Departments of *Medicine (Cardiology); and †Cell Biology, Duke University Medical Center, Durham, NC.
J Cardiovasc Pharmacol. 2017 Sep;70(3):142-158. doi: 10.1097/FJC.0000000000000482.
β-arrestin1 (or arrestin2) and β-arrestin2 (or arrestin3) are ubiquitously expressed cytosolic adaptor proteins that were originally discovered for their inhibitory role in G protein-coupled receptor (GPCR) signaling through heterotrimeric G proteins. However, further biochemical characterization revealed that β-arrestins do not just "block" the activated GPCRs, but trigger endocytosis and kinase activation leading to specific signaling pathways that can be localized on endosomes. The signaling pathways initiated by β-arrestins were also found to be independent of G protein activation by GPCRs. The discovery of ligands that blocked G protein activation but promoted β-arrestin binding, or vice-versa, suggested the exciting possibility of selectively activating intracellular signaling pathways. In addition, it is becoming increasingly evident that β-arrestin-dependent signaling is extremely diverse and provokes distinct cellular responses through different GPCRs even when the same effector kinase is involved. In this review, we summarize various signaling pathways mediated by β-arrestins and highlight the physiologic effects of β-arrestin-dependent signaling.
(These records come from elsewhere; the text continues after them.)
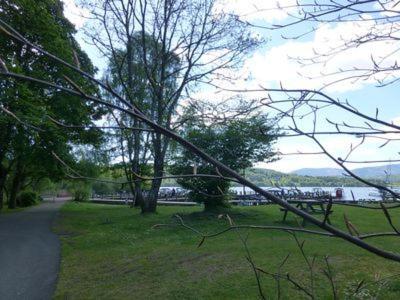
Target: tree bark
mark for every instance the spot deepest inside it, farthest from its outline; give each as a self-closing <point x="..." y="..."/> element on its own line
<point x="15" y="186"/>
<point x="3" y="177"/>
<point x="149" y="205"/>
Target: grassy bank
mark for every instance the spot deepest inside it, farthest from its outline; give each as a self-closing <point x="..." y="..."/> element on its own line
<point x="112" y="252"/>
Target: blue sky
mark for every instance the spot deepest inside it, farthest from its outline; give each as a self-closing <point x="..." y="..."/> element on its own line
<point x="274" y="63"/>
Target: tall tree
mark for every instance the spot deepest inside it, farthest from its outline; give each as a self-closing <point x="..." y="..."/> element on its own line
<point x="208" y="42"/>
<point x="28" y="134"/>
<point x="252" y="138"/>
<point x="127" y="67"/>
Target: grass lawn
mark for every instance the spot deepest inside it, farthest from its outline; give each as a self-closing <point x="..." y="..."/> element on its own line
<point x="112" y="252"/>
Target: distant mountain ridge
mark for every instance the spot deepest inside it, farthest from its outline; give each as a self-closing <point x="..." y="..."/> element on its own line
<point x="368" y="172"/>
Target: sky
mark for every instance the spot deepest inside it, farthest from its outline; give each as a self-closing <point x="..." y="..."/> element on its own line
<point x="276" y="64"/>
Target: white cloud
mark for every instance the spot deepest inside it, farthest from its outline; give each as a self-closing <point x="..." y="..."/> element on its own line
<point x="76" y="15"/>
<point x="265" y="10"/>
<point x="278" y="64"/>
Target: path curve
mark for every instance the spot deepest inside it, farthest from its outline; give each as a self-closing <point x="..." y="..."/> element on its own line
<point x="29" y="253"/>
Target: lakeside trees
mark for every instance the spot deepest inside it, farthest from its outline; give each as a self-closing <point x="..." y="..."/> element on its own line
<point x="192" y="42"/>
<point x="238" y="143"/>
<point x="120" y="104"/>
<point x="28" y="135"/>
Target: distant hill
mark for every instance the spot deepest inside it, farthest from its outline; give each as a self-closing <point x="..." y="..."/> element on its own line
<point x="318" y="172"/>
<point x="266" y="177"/>
<point x="368" y="172"/>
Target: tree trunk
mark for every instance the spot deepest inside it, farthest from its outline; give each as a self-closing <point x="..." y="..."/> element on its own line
<point x="15" y="187"/>
<point x="150" y="204"/>
<point x="3" y="176"/>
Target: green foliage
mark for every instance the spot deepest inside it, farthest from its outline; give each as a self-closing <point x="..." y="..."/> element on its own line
<point x="238" y="144"/>
<point x="25" y="151"/>
<point x="109" y="250"/>
<point x="80" y="191"/>
<point x="27" y="198"/>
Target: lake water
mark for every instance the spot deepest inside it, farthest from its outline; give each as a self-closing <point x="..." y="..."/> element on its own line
<point x="360" y="193"/>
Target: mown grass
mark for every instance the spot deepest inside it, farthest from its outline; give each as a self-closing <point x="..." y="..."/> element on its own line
<point x="113" y="252"/>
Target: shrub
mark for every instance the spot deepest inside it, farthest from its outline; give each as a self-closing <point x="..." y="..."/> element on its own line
<point x="81" y="194"/>
<point x="27" y="198"/>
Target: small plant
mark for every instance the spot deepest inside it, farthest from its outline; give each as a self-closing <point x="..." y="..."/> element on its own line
<point x="81" y="195"/>
<point x="27" y="198"/>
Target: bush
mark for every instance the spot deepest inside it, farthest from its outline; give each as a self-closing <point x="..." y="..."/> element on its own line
<point x="27" y="198"/>
<point x="81" y="194"/>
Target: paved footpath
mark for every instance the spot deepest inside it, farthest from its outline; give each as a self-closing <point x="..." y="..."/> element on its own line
<point x="29" y="253"/>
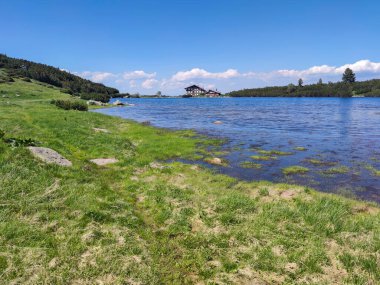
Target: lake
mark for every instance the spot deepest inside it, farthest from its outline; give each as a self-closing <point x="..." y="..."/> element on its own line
<point x="336" y="139"/>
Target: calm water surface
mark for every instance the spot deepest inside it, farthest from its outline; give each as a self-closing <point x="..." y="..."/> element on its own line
<point x="343" y="132"/>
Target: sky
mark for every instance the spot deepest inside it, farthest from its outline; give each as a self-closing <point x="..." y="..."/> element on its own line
<point x="147" y="46"/>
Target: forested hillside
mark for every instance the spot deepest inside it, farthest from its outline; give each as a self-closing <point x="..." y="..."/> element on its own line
<point x="72" y="84"/>
<point x="370" y="88"/>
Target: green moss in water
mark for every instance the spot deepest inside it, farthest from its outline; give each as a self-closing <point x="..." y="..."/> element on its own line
<point x="250" y="164"/>
<point x="300" y="148"/>
<point x="263" y="157"/>
<point x="273" y="152"/>
<point x="336" y="170"/>
<point x="374" y="170"/>
<point x="295" y="169"/>
<point x="320" y="162"/>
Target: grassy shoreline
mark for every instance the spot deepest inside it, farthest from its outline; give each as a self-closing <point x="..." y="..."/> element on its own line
<point x="142" y="221"/>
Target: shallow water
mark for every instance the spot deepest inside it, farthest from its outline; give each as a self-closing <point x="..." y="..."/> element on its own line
<point x="340" y="131"/>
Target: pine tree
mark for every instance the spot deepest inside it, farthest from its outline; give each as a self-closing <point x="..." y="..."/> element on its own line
<point x="348" y="76"/>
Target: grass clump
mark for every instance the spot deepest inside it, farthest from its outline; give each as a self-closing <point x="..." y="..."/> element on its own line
<point x="71" y="104"/>
<point x="295" y="169"/>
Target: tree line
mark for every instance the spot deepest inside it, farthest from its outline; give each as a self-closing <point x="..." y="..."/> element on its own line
<point x="71" y="83"/>
<point x="348" y="87"/>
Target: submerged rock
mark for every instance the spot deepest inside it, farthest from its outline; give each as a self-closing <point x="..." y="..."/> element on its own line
<point x="49" y="156"/>
<point x="118" y="103"/>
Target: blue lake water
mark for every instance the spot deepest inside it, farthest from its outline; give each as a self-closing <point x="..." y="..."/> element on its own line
<point x="338" y="132"/>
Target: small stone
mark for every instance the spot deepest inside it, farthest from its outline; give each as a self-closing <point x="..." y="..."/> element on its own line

β-arrestin1(或 arrestin2)和β-arrestin2(或 arrestin3)是广泛表达的细胞质衔接蛋白,最初因其在 G 蛋白偶联受体(GPCR)信号通过异三聚体 G 蛋白中的抑制作用而被发现。然而,进一步的生化特征分析显示,β-arrestins 不仅仅“阻断”激活的 GPCR,还能触发内吞作用和激酶激活,从而导致可以定位于内体的特定信号通路。由β-arrestins 引发的信号通路也被发现与 GPCR 对 G 蛋白的激活无关。发现了既能阻断 G 蛋白激活又能促进β-arrestin 结合的配体,或者反之亦然,这表明选择性激活细胞内信号通路的可能性令人兴奋。此外,越来越明显的是,β-arrestin 依赖性信号通路极其多样化,即使涉及相同的效应激酶,也能通过不同的 GPCR 引发不同的细胞反应。在这篇综述中,我们总结了β-arrestin 介导的各种信号通路,并强调了β-arrestin 依赖性信号通路的生理效应。